On Dec. 31, the unclaimed prize reserve fund totaled $3.8 million after collecting $1.6 million in unclaimed prize funds in December.
Asked whether the lottery will propose any legislation in the regular legislative session that started Monday, Hagler said "the lottery does not plan to propose a legislative agenda during the 93rd General Assembly."
"We will respond to any legislation that touches on the business of the lottery, and we will offer insight as to how any proposed legislation will impact either Lottery operations or the ability to generate outsized net Proceeds," he said.
The Arkansas Division of Higher Education distributed $90.6 million in Arkansas Academic Challenge Scholarships to 31,649 students in fiscal 2020, according to the division. The scholarships also are financed with $20 million a year in state general revenue.
The division forecasts it will distribute $91 million in scholarships to 31,000 students in fiscal 2021.
Last month, division spokeswoman Alisha Lewis said the division had distributed $38.8 million in lottery scholarships to 28,005 students so far in fiscal 2021.
The total amount of Arkansas Academic Challenge Scholarships peaked at $132.9 million in fiscal 2013, going to 33,353 students. The total amount of scholarship dollars awarded has dropped since then largely because the Legislature cut the amounts of the initial scholarships.
The lottery also helps finance the Workforce Challenge Scholarship and the Concurrent Challenge Scholarship.
The 2017 Legislature created the Workforce Challenge program to use excess lottery proceeds to provide up to $800 a year for students enrolled in programs that lead them to being qualified for high-demand occupations.
Last month, Lewis said the division has distributed $345,465 in Workforce Challenge Scholarships to 443 students so far in fiscal 2021.
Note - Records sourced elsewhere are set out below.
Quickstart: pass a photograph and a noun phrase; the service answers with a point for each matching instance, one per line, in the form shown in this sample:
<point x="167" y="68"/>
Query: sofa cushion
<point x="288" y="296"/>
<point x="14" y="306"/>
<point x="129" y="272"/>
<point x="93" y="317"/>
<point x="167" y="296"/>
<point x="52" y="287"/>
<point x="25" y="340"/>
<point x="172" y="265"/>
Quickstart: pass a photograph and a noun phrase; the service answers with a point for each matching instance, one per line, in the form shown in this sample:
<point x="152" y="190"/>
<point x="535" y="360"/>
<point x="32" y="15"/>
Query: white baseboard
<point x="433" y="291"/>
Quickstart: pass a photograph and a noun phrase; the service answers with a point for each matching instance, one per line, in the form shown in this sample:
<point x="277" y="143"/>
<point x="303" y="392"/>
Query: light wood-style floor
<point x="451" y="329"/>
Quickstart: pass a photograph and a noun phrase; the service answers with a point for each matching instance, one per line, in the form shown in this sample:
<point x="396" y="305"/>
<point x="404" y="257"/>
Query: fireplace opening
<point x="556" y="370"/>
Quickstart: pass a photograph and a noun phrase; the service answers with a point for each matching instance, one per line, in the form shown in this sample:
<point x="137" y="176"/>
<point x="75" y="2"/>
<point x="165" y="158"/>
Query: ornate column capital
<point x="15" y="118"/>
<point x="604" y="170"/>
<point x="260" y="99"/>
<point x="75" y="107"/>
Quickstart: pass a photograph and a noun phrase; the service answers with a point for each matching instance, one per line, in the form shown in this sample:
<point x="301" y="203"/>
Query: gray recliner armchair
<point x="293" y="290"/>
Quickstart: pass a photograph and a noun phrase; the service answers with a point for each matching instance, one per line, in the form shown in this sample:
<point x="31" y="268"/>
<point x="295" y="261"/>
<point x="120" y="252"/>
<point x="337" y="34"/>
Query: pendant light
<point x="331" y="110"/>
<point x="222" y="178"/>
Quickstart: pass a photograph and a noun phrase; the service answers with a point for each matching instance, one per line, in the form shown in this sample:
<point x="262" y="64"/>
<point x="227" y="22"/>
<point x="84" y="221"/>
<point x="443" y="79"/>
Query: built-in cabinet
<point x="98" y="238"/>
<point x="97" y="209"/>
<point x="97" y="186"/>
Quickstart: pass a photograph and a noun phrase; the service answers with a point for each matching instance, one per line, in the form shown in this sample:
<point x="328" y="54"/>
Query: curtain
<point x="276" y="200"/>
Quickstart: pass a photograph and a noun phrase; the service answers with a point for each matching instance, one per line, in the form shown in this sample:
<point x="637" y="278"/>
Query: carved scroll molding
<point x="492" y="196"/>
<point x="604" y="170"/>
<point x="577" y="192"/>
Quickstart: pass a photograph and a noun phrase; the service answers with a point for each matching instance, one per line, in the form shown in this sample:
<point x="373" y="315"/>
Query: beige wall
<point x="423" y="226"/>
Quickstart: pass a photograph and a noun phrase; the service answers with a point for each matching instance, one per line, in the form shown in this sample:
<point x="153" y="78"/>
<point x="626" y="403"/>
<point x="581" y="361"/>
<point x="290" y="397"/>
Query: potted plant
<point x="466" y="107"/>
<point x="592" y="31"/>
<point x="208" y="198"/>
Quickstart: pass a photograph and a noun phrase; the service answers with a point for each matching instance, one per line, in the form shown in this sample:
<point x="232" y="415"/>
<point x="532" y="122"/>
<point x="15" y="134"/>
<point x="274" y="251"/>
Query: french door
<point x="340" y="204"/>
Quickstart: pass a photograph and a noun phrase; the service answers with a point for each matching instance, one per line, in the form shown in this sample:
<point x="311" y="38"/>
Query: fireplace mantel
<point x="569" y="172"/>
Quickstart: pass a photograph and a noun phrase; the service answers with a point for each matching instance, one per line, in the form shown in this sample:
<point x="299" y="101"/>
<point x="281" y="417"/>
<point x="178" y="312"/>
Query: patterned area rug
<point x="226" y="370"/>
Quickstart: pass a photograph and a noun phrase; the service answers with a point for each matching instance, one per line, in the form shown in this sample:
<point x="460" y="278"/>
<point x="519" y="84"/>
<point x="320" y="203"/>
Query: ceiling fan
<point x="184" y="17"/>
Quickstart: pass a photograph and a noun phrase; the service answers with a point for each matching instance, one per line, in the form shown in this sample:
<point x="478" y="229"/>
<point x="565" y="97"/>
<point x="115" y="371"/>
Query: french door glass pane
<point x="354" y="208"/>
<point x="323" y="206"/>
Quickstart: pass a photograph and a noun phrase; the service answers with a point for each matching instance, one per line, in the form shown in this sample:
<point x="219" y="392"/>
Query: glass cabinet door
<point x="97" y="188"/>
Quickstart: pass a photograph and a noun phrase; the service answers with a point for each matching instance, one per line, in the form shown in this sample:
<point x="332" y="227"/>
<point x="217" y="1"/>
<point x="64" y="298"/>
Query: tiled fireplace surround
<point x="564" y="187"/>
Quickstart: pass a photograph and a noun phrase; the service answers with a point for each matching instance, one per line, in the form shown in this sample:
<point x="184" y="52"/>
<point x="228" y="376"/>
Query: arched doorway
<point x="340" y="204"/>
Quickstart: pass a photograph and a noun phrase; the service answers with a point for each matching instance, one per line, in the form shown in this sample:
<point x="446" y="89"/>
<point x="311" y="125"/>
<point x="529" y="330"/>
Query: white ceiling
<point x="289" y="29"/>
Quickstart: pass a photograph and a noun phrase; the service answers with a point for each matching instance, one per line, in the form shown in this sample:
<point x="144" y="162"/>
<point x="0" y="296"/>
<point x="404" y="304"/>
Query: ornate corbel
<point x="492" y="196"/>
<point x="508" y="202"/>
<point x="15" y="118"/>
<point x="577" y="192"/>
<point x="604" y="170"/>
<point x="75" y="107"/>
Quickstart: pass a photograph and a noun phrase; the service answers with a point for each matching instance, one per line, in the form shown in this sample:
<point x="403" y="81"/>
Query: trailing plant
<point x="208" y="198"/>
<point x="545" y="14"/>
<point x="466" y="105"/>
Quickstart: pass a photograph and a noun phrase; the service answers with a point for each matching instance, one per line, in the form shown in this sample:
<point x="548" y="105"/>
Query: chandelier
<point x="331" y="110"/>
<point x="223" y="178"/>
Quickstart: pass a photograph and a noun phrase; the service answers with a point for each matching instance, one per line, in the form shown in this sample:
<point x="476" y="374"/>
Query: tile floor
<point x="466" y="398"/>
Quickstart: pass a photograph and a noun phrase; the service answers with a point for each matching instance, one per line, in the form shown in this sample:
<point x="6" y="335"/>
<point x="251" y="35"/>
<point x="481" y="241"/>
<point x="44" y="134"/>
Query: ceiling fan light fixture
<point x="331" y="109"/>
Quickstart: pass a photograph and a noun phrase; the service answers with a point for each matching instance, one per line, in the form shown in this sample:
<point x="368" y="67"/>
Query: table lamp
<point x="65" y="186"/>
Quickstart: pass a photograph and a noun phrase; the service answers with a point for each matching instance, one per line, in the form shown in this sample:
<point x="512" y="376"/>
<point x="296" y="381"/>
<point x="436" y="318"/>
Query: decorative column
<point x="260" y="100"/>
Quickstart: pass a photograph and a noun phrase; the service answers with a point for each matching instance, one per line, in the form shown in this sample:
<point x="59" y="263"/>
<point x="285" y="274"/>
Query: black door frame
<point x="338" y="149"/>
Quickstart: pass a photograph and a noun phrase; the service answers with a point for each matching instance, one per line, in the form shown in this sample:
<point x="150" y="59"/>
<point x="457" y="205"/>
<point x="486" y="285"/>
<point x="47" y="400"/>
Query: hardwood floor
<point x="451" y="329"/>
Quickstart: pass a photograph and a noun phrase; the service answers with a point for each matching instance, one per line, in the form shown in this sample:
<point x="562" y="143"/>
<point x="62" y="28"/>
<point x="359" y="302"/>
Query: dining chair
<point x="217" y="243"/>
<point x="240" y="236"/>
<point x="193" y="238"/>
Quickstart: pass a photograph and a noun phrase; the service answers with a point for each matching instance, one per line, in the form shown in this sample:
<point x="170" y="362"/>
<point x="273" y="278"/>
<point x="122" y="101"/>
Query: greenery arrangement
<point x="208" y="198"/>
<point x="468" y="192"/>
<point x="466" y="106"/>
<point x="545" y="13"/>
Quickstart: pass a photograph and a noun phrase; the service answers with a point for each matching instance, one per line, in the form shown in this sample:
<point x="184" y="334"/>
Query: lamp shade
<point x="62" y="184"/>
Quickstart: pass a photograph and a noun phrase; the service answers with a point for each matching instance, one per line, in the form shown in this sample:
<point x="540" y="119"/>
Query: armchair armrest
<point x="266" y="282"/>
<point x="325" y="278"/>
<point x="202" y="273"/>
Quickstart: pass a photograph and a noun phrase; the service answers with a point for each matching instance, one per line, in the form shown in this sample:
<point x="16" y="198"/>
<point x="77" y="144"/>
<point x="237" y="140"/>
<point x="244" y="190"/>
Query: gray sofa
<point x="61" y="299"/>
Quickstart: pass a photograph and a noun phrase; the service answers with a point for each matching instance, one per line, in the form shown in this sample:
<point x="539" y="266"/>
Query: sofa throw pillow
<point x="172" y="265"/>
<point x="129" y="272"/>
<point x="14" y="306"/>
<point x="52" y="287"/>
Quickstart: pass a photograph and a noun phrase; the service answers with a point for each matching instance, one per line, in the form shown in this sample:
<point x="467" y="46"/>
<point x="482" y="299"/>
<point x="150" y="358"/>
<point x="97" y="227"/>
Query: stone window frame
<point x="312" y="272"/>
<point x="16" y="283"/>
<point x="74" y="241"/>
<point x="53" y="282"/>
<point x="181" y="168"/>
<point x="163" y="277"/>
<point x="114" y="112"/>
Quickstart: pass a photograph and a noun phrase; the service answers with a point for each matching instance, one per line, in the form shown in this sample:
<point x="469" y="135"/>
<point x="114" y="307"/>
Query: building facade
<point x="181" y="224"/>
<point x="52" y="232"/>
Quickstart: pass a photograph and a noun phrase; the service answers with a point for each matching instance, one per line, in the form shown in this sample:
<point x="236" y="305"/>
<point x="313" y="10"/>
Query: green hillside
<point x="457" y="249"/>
The 2019 Legislature created the lottery-financed Concurrent Challenge program. High school juniors and seniors are eligible to receive the scholarships for a semester or an academic year in which they are enrolled in an endorsed concurrent course or certificate program under certain conditions.
Last month, Lewis said the division had distributed $683,302 in Concurrent Challenge Scholarships to 3,895 students so far in fiscal 2021.